Florida Museum of Natural History curators emeritus Kathleen Deagan and Jerald Milanich were recently honored with 2015 lifetime achievement awards from the Southeastern Archaeological Conference for their many years of research on early American and Caribbean societies.
Deagan, Florida Museum distinguished curator emerita of historical archaeology, has discovered multiple archaeological sites in the St. Augustine area and uncovered new information about the role women played in early Spanish American and Caribbean societies.
As archaeology curator at the Florida Museum for 35 years, Milanich explored many sites throughout Florida, uncovering ancient artifacts that detail the everyday lives and societies of some of North America’s earliest human inhabitants, including the Paleoindians of 14,000 years ago.
The professional conference gathers annually in the fall to promote growth in the field and educate the public on advancements in archaeology. It recognizes members who have made important contributions to the field as well as the organization with lifetime achievement awards in December.
Historic sites in St. Augustine spurred Deagan’s fascination with Florida’s history and initially drew her to study the interactions of the Sunshine State’s first settlers, while Milanich began his museum career studying the pre-Columbian people who lived in Florida, later focusing on the Native Americans of the colonial period.
“Rediscovering the 16th century through my research by putting together information, not just from one side, but all sides of history, was a great challenge and opportunity,” Milanich said. “It’s a great honor to have this work recognized by my colleagues.”
While Deagan was studying for her bachelor’s degree at the University of Florida, Milanich was the graduate supervisor on her first archaeological dig.
“I hadn’t really thought about Spanish America much until I came to St. Augustine as a student,” Deagan said. “I was fascinated by how different the attitudes and customs of Latin America were, especially the easy interaction of all kinds of races and ethnicities.”
The two archaeologists received their bachelor’s, master’s and doctorate degrees from UF.
“I really think that I was in the right place at the right time,” Deagan said. “When I became involved with SEAC in the early 1970s, there were very few historical archaeologists and even fewer women archaeologists.

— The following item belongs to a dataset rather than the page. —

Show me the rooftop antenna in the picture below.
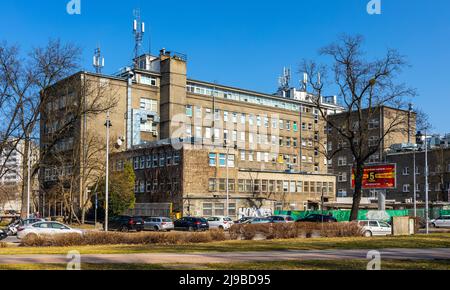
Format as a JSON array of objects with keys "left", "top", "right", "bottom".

I was almost a pioneer by default.”
This perspective influenced her research on the roles of women in historical Latin American and Caribbean societies.

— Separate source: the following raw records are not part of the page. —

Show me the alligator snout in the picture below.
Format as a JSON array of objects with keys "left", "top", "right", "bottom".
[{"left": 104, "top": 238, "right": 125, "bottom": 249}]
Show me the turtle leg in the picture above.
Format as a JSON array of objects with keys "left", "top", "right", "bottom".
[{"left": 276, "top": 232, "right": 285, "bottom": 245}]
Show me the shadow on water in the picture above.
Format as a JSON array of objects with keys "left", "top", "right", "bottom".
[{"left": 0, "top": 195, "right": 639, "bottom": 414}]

“Doing my dissertation work in St. Augustine opened my eyes to how influential women had been in Spanish American history,” she said. “Especially as culture brokers between races, through intermarriage.”
Milanich and Deagan both focused on the interactions among different ethnicities. Deagan’s research in St. Augustine eventually took her to the Caribbean where she investigated inclusivity and cultural blending during colonial times.
“I wanted to know if the ‘melting pot’ of cultures that we found in St. Augustine also happened elsewhere,” she said. “You can’t study Spanish America without attending to all the people who created that society, including European, American Indian and African.”
Milanich wanted to learn more about the earliest Native Americans who settled in Florida.
“When the Europeans showed up, the impact on indigenous people was horrendous,” Milanich said. “I was interested in finding out what America was like before and after the Spanish arrival.”
Understanding early America from different perspectives was important for determining historical fact from fiction, Milanich said.
“By studying the artifacts of the Native Americans and trying to really understand their culture, for example, you are able to create another page in history where it was missing,” he said.